Machado de Assis
Conto
ERNESTO DE TAL
(Capítulo VI)
Um mês depois daquele fatal desastre, estando Ernesto em casa a
conversar com o companheiro e mais dois amigos, um dos quais era o
rapaz de nariz comprido, ouviu bater palmas. Foi à escada; era o moleque
da Rua Nova do Conde.
— Que me queres? disse ele com ar severo, suspeitando que o moleque
viesse pedir-lhe dinheiro.
— Venho trazer isto, disse o moleque baixinho.

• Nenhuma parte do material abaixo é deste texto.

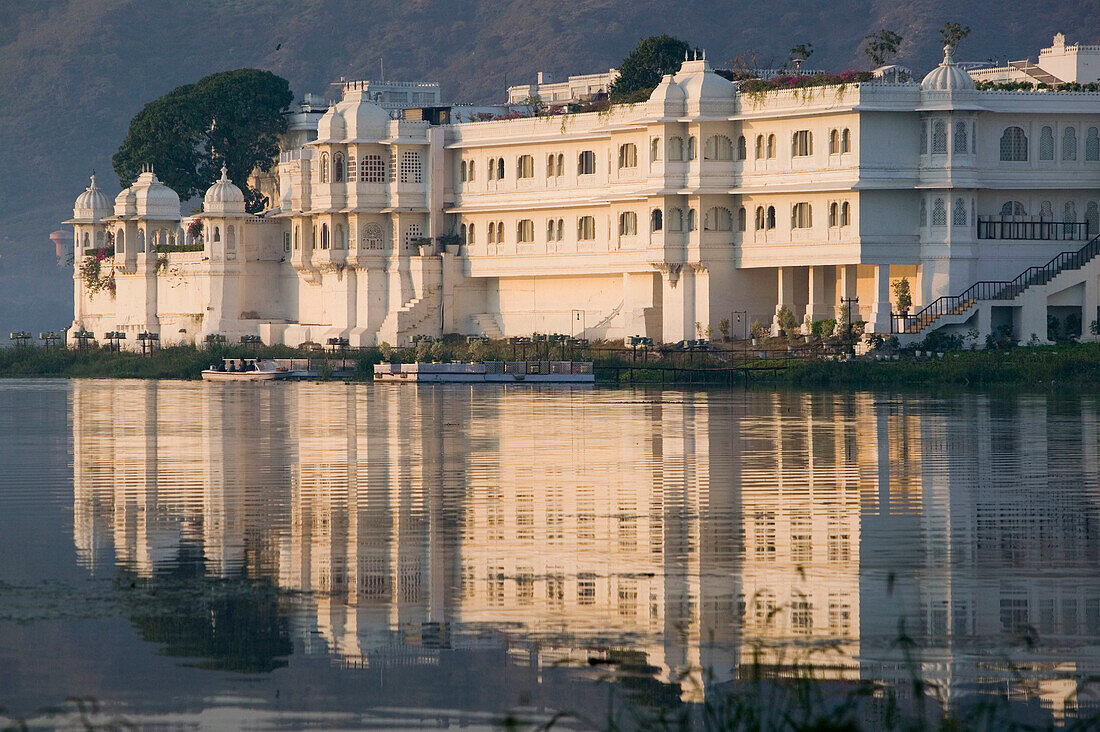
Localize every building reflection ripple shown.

E tirou do bolso uma carta que entregou a Ernesto.
A primeira ideia de Ernesto foi recusar a carta e pôr o moleque a
pontapés pela escada abaixo; mas o coração disse-lhe uma coisa, como
ele mesmo confessou. Estendeu a mão, recebeu a carta, abriu-a e leu.
Dizia assim:
Ainda uma vez curvo-me às tuas injustiças. Estou cansada de chorar. Não
posso mais viver debaixo da ação de uma calúnia. Vem ou eu morro!

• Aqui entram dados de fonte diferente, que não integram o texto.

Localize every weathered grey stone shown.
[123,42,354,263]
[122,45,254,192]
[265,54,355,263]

Ernesto esfregou os olhos; não podia crer no que acabava de ler. Seria
um novo ardil, ou a expressão da verdade? Ardil podia ser; mas Ernesto
atentou bem e pareceu-lhe ver o sinal de uma lágrima. Evidentemente a
moça chorara. Mas se chorara é porque padecia; e nesse caso...
Nestas e noutras reflexões gastou Ernesto cerca de oito a dez minutos.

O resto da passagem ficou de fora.